The company licensed rolapitant, a neurokinin-1 receptor antagonist to treat nausea in cancer patients, from OPKO Health in 2011. It had been offloaded by Schering-Plough two years before, when it merged with Merck. After facing a phase 3 setback in 2013, it would become Varubi, Tesaro’s first approved drug, in 2015, facing off against Merck’s Emend, the only other NK1 blocker on the market for chemo-induced vomiting.
Though the company would eventually sell off Varubi, it was a steppingstone to the jewel in Tesaro’s crown: niraparib, a PARP inhibitor licensed from Merck in 2012.
Tesaro planned to go public in the second half of 2013, Moulder told FierceBiotech in 2011, but the company ended up doing so a year early. Just three weeks after snagging niraparib, the company raised $81 million in its IPO, pricing 6 million shares in the middle of its $12 to $15 range.
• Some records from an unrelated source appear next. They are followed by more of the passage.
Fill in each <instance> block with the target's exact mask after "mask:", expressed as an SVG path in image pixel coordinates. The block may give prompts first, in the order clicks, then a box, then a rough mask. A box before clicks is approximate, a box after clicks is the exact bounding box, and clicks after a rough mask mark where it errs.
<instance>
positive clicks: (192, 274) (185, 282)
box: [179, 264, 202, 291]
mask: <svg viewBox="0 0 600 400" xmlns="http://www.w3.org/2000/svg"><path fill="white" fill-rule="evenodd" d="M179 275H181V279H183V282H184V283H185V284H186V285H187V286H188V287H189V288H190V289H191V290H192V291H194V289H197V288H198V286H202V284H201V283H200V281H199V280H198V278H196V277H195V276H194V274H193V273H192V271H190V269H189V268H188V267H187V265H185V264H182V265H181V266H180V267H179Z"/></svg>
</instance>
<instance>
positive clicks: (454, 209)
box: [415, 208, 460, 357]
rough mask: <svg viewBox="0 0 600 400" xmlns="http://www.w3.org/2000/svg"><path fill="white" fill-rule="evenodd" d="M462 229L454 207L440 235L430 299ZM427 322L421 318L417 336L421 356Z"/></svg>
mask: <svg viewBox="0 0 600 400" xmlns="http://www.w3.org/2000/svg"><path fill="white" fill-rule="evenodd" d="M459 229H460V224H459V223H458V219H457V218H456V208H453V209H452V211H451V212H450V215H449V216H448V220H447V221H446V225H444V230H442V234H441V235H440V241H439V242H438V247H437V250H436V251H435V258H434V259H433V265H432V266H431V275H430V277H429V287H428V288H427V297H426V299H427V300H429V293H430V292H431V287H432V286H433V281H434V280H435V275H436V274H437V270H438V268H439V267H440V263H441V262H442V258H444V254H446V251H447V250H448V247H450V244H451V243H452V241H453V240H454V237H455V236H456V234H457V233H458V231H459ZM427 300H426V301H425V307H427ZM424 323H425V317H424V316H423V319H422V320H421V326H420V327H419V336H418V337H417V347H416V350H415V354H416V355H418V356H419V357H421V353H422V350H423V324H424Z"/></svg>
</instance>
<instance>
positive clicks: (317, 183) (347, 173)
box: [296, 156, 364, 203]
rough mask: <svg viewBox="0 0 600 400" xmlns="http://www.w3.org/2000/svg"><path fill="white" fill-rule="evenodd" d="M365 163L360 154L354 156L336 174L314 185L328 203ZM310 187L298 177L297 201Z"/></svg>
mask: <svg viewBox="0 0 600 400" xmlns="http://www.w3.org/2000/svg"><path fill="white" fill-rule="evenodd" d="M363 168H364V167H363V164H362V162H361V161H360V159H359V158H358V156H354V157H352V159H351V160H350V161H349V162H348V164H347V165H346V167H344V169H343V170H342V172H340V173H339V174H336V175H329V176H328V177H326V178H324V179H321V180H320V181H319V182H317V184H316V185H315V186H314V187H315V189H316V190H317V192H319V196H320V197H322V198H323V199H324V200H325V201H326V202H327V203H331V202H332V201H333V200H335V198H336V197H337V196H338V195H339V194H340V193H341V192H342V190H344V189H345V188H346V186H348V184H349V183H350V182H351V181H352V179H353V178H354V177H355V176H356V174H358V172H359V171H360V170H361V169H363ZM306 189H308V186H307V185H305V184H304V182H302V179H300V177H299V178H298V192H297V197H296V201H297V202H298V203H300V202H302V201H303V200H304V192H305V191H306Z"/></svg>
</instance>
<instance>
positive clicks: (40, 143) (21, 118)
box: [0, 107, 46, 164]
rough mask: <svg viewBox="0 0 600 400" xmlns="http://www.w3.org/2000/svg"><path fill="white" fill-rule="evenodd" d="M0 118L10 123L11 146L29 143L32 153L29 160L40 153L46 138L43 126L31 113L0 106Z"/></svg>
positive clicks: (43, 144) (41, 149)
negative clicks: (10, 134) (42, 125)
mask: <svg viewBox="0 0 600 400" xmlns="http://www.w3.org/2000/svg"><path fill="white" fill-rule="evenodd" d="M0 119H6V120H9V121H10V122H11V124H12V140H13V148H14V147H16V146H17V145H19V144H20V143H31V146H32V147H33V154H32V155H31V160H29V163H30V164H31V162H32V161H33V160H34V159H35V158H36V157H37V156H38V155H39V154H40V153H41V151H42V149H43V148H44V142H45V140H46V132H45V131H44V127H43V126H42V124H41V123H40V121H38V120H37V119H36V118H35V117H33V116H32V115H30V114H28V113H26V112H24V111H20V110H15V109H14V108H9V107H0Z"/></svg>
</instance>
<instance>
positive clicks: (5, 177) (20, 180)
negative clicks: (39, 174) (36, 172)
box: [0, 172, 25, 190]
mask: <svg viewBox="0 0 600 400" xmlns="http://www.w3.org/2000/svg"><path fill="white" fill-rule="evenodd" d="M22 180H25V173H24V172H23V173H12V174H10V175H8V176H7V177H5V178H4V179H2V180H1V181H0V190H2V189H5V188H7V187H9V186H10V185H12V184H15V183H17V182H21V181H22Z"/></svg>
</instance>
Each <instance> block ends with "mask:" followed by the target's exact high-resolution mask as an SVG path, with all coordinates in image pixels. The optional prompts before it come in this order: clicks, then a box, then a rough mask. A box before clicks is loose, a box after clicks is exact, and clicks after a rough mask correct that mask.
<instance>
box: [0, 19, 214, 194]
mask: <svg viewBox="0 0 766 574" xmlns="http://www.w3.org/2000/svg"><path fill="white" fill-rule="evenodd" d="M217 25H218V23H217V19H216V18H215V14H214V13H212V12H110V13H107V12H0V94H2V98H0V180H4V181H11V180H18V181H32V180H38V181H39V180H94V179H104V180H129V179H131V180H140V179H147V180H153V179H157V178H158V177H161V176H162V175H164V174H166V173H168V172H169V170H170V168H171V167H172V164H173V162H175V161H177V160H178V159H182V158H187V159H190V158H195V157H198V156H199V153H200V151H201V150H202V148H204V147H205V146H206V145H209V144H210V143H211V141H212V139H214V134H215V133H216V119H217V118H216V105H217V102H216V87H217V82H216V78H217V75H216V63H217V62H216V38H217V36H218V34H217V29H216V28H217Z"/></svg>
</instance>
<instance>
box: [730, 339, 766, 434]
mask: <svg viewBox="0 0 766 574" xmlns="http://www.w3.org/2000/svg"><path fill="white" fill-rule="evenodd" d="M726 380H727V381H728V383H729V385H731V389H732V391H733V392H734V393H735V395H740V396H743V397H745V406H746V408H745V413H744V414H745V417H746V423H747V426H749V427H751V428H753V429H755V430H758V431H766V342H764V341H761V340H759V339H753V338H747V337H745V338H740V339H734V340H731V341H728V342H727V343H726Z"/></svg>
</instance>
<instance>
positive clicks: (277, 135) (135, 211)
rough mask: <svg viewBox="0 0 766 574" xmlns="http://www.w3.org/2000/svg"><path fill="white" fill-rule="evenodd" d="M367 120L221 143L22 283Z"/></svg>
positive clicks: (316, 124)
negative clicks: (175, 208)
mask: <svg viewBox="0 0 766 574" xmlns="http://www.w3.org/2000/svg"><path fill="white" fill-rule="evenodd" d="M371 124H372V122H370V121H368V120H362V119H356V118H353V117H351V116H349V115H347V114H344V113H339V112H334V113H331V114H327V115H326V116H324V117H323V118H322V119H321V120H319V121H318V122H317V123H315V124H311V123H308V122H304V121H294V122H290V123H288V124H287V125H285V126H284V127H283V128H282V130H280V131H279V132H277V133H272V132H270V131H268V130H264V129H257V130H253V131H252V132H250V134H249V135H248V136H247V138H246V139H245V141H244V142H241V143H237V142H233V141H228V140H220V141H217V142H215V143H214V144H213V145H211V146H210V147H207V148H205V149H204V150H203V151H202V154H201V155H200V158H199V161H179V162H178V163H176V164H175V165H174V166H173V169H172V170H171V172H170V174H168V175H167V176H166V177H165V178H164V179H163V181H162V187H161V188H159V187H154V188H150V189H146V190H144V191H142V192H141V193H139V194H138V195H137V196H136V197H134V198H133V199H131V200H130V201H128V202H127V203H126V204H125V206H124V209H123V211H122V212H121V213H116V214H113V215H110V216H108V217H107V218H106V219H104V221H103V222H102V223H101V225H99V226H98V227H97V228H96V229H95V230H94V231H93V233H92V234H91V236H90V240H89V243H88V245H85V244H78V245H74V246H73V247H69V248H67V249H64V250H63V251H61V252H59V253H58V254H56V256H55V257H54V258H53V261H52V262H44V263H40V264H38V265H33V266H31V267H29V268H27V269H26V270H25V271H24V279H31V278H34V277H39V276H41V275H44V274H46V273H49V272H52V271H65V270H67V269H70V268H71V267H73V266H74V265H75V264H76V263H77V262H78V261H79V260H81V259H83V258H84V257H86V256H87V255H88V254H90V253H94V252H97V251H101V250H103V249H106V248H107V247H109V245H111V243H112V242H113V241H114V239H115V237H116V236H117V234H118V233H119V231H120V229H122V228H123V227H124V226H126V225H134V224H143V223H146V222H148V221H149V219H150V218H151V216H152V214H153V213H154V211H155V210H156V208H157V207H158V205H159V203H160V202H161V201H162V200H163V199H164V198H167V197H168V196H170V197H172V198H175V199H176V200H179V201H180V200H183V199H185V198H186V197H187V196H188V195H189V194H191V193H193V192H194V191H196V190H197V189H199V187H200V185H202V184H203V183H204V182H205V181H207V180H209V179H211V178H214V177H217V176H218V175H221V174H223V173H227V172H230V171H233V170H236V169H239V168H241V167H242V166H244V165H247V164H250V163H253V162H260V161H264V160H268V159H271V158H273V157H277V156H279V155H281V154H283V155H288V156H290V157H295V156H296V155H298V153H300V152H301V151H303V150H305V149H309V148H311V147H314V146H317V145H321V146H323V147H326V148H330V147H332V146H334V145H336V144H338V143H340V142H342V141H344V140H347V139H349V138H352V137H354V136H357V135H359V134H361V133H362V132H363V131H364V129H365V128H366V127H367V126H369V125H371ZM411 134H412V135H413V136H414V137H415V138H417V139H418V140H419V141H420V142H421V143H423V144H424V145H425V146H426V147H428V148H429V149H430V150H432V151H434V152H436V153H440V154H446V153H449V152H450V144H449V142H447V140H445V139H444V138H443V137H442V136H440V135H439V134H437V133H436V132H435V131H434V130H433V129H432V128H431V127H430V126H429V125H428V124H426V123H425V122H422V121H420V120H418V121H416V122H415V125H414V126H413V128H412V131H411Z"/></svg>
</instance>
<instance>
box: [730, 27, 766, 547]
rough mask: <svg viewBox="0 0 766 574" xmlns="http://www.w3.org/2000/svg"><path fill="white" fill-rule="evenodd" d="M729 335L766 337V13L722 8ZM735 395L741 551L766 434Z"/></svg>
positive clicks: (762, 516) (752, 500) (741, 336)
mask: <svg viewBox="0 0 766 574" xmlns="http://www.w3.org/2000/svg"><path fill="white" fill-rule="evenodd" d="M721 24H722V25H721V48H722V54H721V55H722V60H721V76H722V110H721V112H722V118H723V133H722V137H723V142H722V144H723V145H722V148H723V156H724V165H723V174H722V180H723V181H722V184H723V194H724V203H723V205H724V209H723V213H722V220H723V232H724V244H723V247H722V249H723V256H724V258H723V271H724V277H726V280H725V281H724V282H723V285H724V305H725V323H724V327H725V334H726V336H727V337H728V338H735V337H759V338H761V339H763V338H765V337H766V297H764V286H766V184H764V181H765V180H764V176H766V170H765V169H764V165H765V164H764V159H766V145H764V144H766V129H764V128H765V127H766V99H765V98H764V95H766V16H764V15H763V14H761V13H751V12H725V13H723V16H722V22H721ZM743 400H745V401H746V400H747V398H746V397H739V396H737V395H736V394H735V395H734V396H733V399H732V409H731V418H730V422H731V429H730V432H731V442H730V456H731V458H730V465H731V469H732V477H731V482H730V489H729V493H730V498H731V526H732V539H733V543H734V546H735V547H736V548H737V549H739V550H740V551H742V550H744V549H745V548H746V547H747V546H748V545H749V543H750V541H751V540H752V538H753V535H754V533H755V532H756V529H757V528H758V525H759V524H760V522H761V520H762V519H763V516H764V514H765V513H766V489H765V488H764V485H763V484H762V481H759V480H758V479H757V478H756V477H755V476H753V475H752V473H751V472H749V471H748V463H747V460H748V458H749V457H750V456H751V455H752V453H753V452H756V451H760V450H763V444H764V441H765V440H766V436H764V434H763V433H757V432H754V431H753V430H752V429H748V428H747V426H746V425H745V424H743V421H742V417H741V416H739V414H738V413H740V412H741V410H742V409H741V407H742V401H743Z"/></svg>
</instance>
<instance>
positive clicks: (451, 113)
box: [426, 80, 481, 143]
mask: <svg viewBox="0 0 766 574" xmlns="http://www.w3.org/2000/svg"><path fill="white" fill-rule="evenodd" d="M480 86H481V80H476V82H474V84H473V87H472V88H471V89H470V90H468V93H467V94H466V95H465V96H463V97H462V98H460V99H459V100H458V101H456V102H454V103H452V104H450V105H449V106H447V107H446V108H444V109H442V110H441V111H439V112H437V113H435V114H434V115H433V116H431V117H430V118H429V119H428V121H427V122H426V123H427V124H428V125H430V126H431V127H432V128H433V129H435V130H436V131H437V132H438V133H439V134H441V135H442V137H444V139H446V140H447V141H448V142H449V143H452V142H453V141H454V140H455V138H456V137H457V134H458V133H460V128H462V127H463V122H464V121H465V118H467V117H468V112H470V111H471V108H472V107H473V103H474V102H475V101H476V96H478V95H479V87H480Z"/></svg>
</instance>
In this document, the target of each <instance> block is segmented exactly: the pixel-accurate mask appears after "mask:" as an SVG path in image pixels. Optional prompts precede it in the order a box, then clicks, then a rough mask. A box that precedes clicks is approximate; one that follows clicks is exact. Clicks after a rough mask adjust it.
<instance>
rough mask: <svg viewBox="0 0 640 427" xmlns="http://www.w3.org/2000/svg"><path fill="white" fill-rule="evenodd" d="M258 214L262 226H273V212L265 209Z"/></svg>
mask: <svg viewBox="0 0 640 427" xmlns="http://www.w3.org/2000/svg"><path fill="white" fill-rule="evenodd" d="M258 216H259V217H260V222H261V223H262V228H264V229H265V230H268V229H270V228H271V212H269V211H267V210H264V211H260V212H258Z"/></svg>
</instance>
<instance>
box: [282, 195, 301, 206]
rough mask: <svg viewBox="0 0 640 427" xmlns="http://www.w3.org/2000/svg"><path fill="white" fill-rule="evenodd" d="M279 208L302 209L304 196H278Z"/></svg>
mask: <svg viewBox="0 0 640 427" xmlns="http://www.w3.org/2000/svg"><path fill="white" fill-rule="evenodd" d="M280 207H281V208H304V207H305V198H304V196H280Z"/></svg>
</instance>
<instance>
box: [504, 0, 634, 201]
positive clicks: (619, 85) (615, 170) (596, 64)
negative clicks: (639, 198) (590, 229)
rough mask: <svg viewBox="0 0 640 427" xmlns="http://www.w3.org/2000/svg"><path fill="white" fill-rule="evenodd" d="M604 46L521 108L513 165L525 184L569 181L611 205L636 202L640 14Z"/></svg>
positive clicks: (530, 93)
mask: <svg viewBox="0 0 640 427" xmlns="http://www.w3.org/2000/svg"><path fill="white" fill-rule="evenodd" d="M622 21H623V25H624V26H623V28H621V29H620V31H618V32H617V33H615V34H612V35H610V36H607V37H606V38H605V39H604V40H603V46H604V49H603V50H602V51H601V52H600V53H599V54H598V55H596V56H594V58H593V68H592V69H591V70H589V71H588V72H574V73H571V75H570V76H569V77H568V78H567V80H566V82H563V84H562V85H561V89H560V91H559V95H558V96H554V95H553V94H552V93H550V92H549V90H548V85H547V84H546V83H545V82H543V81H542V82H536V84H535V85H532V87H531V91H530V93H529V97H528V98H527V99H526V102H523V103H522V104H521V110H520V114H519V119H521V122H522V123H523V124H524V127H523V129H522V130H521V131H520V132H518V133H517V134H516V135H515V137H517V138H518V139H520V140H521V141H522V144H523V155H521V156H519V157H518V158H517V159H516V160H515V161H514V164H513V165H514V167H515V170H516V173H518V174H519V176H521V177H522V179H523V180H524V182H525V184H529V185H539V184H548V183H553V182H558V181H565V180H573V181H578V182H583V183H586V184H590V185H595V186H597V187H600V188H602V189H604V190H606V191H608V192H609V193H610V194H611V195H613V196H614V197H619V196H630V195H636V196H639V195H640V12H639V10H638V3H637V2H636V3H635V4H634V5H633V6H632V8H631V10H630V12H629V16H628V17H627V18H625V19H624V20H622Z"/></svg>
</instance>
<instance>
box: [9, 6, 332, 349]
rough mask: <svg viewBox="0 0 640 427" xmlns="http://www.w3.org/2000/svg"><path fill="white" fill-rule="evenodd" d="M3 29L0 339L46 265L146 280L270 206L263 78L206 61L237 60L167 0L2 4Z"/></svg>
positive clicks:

Niraparib sped through FDA review and was approved in March 2017, months ahead of schedule. It was the third PARP inhibitor to hit the market. Now known as Zejula, the drug scored a broader approval than AstraZeneca’s Lynparza—it was OK’d as a second-line treatment for all women with recurrent ovarian, fallopian tube or peritoneal cancer who have previously undergone platinum chemotherapy, not just those who test positive for the BRCA mutation.
With its broad label, Zejula stood to shake up the PARP inhibitor landscape that had been dominated by Lynparza and Clovis Oncology’s Rubraca. And it did—a few months after launch, the drug jumped to the top of the field, holding 60% of market share.
It hasn’t all been smooth sailing for Tesaro, however. Manufacturing issues held up the intravenous version of Varubi in early 2017. And even though it eventually got past the FDA, Tesaro had to update the safety warning for Varubi the next year after some patients experienced anaphylaxis and anaphylactic shock soon after receiving the injected version of the drug.
Halfway through 2017, Tesaro put itself up for sale, according to sources quoted by The Wall Street Journal. Though it requested offers from a number of potential bidders, those would-be acquirers weren’t exactly falling over themselves to secure a deal.
As Zejula neared approval in 2017, Tesaro’s stock peaked at $190, making it a very expensive prospect. A year after its initial meetings, Tesaro’s stock had nosedived to around $60 a share, and the company expected to take a sales hit after selling Varubi to TerSera Therapeutics for $40 million upfront.
The company continued to entertain suitors, eventually tying the knot with GlaxoSmithKline, which agreed to buy Tesaro for $5.1 billion, or $75 a share—a 62% premium on Tesaro’s $46 closing price the previous day. In the deal, Glaxo picked up three clinical-stage cancer drugs, as well as Zejula and an oncology sales force.
GSK recently scored an FDA priority review for the drug in late-stage ovarian cancer, a niche where its rivals don’t have approvals. And in July, the drug turned up positive data in the first-line maintenance setting for ovarian cancer, beating placebo at keeping cancer at bay in patients who responded to one round of platinum-based chemo, regardless of their BRCA status.
Tesaro weathered its share of ups and downs, but given the promise of Zejula and its successful folding into GSK, we are chalking its IPO story up as a winner.